I write all of this to say, simply, that I am leery of what Farmer calls "personal efficacy," though apparently it is a trait we all seek.

Thursday, April 7, 2011

How Can I Have S'more of Something if I Haven't Even Had Anything Yet?

An outsider's perspective on United States relations with Ecuador, in addition to the impending federal budget crisis, does not bode well for Yours Truly's Peace Corps future. For reference, here are a couple of articles from Reuters addressing each point:



To summarize, here are two threats to my own personal future which are materializing from the world of news and politics, a world most members of my generation would agree feels historically disconnected from the average citizen. As a side note, I'll add that I suppose a part of early adulthood is beginning to understand how the gyrations of the Global Village can effect us.

In Ecuador, we have a situation involving the US Ambassador and Wikileaks. Thanks to Julian Assange and company, President Correa suddenly acquired access to sensitive US Govt. "cables" (electronic comm. threads) in which Ambassador Hodges was essentially conveying her concerns about corruption in the Ecuadorian Police's high command, corruption (bribery, human trafficking, misallocation of funds, etc.) which President Rafeal Correa knew about and allowed to continue. This is a serious accusation to be made by a US government official; however, it wasn't a public accusation in a strict sense. Instead, Wikileaks has exposed secret communiques between Hodges and other US agents. This reflects very poorly upon the supposedly "open" relations we maintain with Ecuador. The situation has a "caught in the act" feel to it, as if underhanded reconnaissance by the United States has been exposed. Correa declares Hodges "persona non grata," asks her to leave the country for disparagement of his character, and then in retaliation the US expels Ecuador's ambassador from our State Dept.

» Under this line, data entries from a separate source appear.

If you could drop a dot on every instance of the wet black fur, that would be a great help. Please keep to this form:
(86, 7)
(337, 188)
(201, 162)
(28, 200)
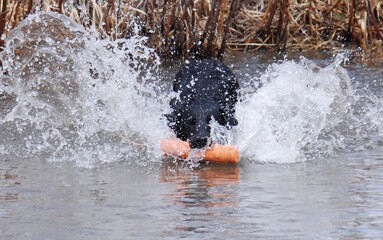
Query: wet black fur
(208, 89)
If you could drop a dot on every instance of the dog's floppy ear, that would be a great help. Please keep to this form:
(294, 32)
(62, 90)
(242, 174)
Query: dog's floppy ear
(174, 115)
(229, 119)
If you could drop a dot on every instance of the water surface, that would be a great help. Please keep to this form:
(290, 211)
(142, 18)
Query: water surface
(81, 119)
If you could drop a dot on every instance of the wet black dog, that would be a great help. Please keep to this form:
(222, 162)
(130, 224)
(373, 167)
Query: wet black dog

Here's the problem: The US Ambassador is the executive in charge of all US government activities in any given country, including Peace Corps. According to the handbook, Peace Corps always has a Country Director (CD) in charge in each country, and the US Ambassador is always the CD's boss. Thus, we have a bad situation for prospective Peace Corps volunteers in Ecuador, given that their head honcho is no longer welcome there.

Of course, it is very possible that this situation will have no effect on humanitarian efforts. I would hope it has no effect; an aid program that can be swayed by the turning of minor political tides certainly isn't very inspirational. Ecuadorian foreign minister Ricardo Patino has been careful to focus this incident on Hodges personally, presumably to avoid any major setbacks in trade or other dealings with the US.

Add to this whole affair the fact that a budget crisis in Congress could precipitate a government shut down in mere weeks, the loss or suspension of over 800,000 jobs and all "non-essential" government activities, and we've got a recipe for pessimism.

I was already doubtful enough about my future in Peace Corps, given the aloof nature of their communication habits (for example, I have received 0 personal phone calls from the Placement Office itself, ever, regarding any part of my application - just e-mails) and previous delays. I guess I expected a bit more attention at the beginning, given that I represent a 27-month investment of time and tax-payer dollars to them. But, I also feel a bit self-righteous saying that; there is definitely some ego-interference at play here. They have thousands of different applications to process.

In short, there is currently only one cure for my lack of faith in Peace Corps, and that is a piece of mail telling me when and where to be for my "staging event." I've been told to expect this some time in late April. Until then, I remain adrift in the doldrums of this waiting period, hoping (to extend this terrible metaphor) that corruption in the New World doesn't deter my successful settlement there.